At the Mount Sinai School of Medicine in New York, researchers followed serum follicle-stimulating hormone (FSH), luteinizing hormone (LH), and progesterone in 5 women treated with human menopausal gonadotropin (HMG) and human chorionic gonadotropin (HCG) for induction of ovulation. A total of 7 treatment cycles were followed. In 5 of the cycles conception occurred. Values in the 5 cycles in which conception occurred were dissimilar to values in normal menstrual cycles. Thus, efforts to mimic normal gonadotropin elaboration are probably unnecessary in the treatment of anovulatory women. Significant variation in values occurred among the patients. A midcycle FSH peak concomitant with the LH surge was clearly seen to be unnecessary for ovulation induction. Following ovulation a general decline in FSH occurred. FSH apparently was suppressed during the gestational period. In patients who had elevated pretreatment serum LH levels, LH apparently was suppressed during the first 1/2 of the HMG therapy; however, during the latter 1/2 of the HMG therapy, LH rose in these patients. Therapy-induced multiple ovulation with resultant multiple corpora lutea caused serum progesterone levels to rise to 2-3 times those of normal singleton gestations. Implantation appeared to have occurred 8-9 days after ovulation induction. The 5 pregnancies resulted in 3 term deliveries, 1 first-trimester spontaneous abortion, and a quadruplet premature delivery.     

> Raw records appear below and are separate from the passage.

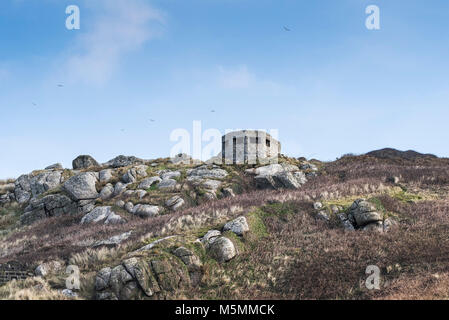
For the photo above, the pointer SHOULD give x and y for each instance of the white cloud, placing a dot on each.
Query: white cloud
(122, 27)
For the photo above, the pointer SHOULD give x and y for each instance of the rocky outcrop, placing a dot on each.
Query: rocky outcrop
(277, 176)
(145, 275)
(56, 166)
(84, 162)
(82, 186)
(133, 174)
(174, 203)
(280, 180)
(113, 241)
(239, 226)
(22, 189)
(48, 268)
(45, 181)
(193, 263)
(167, 184)
(222, 249)
(107, 191)
(49, 206)
(105, 175)
(203, 172)
(363, 212)
(145, 210)
(149, 182)
(102, 214)
(123, 161)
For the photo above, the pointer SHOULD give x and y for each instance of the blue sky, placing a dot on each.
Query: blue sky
(329, 86)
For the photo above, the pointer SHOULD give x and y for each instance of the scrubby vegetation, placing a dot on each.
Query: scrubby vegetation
(288, 253)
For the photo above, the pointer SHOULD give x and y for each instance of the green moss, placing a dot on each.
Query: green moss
(377, 203)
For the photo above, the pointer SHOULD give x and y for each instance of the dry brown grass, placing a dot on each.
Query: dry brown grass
(298, 257)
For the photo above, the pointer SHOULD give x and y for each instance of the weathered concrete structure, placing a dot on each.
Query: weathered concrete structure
(250, 147)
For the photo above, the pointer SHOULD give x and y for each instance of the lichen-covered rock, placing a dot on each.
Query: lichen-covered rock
(49, 206)
(364, 212)
(84, 162)
(102, 214)
(228, 192)
(210, 237)
(323, 215)
(193, 263)
(48, 268)
(45, 181)
(56, 166)
(222, 249)
(171, 175)
(167, 184)
(149, 182)
(145, 210)
(119, 188)
(142, 276)
(175, 203)
(82, 186)
(206, 173)
(105, 175)
(107, 191)
(133, 174)
(113, 241)
(239, 226)
(123, 161)
(22, 189)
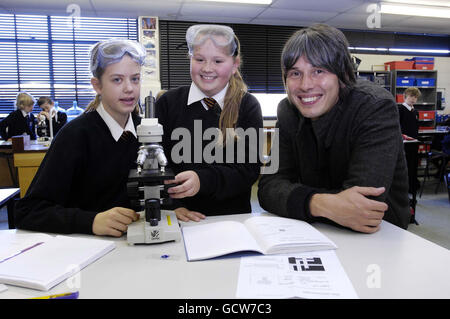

Contraceptive mechanism of microdose norethindrone

To determine how microdose progestogens exert their contraceptive mechanism, 5 normal 20-40 year old women (each acting as her own control) were studied during a normal menstral cycle followed by a cycle in which each received orrally 350 mcg norethindrone per day beginning on Cycle Day 1 for 30 days. Results indicated that all control cycles were ovulatory. In the treated cycle, endometrial morphology was altered. There was also significant suppression of preovulatory FSH and LH peaks, alteration of urinary estrogens (either increase or decrease), and marked suppression of progesterone production during the luteal phase. Cervical mucus properties and sperm penetration were inhibited during the treatment cycle. These findings suggest that at least 3 different factors were involved in the contraceptive mechanism of microdose norethindrone: 1) alteration of ovulation and progesterone production by the corpus luteum, 2) cervical mucus changes and inhibition of sperm transport, and 3) endometrial changes.